石井裕也監督作品の『月』について、実際に起こったある事件がモチーフになっています。

その事件とはどんな事件なのか、どこまで実話なのかといったことについて解説していきます。

管理人

まずは映画の概要です。

映画『月』は、主人公であり書けなくなってしまった元売れっ子小説家の堂島洋子の、新たに働き始めた重度障害者施設で出会った人々や家族との関わりを描いた物語です。

施設の劣悪な環境や障害者の立場の弱さや「人間とは何なのか?」という問いなどが題材として扱われています。

作品全体としては、あくまで「題材」としているだけであり、設定や登場人物は基本的に架空のものとなっています。

しかし、事件そのものにフォーカスすると共通点等も見えてきます

では、映画の中で起こった事件と実際に起こった事件の概要、そしてそれらの共通点や違い、の順に解説していきます。

映画『月』で起こった事件

まずは映画『月』で起こった事件について説明します。

映画『月』の中でクライマックスの大きな事件として出てくるのが、施設の入所者が多数殺傷されるというものです。

犯人は元職員の若い男性で、洋子や夫の昌平とも親交のあった「さとくん」です。

まずは犯行の動機についてです。

管理人

さとくんは障害を持った人々、中でも話せない、コミュニケーションが取れない者は「心がない」とし、人ではなく「無駄なもの」と考えていました。

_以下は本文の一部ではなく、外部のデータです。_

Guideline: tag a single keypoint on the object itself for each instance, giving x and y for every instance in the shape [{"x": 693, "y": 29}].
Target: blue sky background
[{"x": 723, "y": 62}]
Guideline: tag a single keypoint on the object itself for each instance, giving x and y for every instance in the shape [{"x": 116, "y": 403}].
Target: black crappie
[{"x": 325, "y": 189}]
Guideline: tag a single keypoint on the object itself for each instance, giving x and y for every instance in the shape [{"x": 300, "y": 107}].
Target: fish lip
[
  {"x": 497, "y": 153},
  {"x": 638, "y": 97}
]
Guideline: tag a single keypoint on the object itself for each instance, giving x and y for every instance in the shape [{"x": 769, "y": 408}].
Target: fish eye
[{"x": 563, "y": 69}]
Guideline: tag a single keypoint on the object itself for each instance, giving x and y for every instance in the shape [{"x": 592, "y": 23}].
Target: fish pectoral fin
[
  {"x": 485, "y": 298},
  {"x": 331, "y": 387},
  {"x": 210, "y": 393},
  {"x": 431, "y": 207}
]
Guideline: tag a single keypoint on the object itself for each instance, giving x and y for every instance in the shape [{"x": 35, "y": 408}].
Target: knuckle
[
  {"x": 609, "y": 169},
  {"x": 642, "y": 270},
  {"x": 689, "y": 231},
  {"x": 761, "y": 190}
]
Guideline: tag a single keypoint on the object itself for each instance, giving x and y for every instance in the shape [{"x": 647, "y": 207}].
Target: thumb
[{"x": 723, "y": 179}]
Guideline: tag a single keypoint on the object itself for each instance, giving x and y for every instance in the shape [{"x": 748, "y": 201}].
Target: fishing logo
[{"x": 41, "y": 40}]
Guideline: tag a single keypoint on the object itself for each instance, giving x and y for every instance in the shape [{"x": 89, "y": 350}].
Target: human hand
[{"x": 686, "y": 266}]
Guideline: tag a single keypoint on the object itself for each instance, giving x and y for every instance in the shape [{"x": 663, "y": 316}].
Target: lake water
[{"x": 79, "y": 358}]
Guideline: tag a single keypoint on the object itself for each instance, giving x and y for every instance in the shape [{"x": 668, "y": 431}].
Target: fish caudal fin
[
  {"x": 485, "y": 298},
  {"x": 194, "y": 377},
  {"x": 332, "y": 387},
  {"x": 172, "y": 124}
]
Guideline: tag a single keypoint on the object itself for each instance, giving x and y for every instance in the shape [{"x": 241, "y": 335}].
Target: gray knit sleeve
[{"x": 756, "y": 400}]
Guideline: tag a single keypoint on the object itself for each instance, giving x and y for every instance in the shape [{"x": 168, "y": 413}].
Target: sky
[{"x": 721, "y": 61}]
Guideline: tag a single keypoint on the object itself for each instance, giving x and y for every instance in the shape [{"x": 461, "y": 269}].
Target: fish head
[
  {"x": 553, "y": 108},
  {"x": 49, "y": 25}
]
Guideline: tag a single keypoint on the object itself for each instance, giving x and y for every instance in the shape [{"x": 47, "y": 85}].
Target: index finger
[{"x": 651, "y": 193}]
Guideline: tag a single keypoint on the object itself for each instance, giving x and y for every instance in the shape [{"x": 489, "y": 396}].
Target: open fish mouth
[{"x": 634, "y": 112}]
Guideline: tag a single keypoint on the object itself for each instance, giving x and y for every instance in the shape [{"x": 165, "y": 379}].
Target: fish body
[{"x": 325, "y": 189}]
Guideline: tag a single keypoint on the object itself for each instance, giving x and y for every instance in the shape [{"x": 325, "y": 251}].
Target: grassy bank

そして「無駄なものを排除して社会をより良くする」ために犯行に及んだのです。

次に、さとくんが犯行に至るまでの経緯と犯行の状況についてです。

管理人

さとくんの持っている思想は、国会議員宛に送った手紙で明らかになります。

さとくんは精神病院に入院するも出てきた後に犯行に及んでいて、髪を金髪に染めたさとくんは、リュックに複数の凶器を入れ、深夜に元勤務先である重度障碍者施設に侵入します。

「障害を持つ人々という無駄なものを排除する」ということが動機のため、職員に危害を加えたくはないと考えており、職員は手首を縛り付けて拘束しました。

そして、入所者については一人ひとり話ができるかということを確認していきながら、話のできない入所者については刃物で何度も切りつけたりして殺傷し、最終的には警察に確保されました。

実際に起こった事件を解説

次に実際に起こった事件である「相模原障害者施設殺傷事件」について説明します。

2016年に神奈川県相模原市にある知的障害者施設、「津久井やまゆり園」で起きた事件です。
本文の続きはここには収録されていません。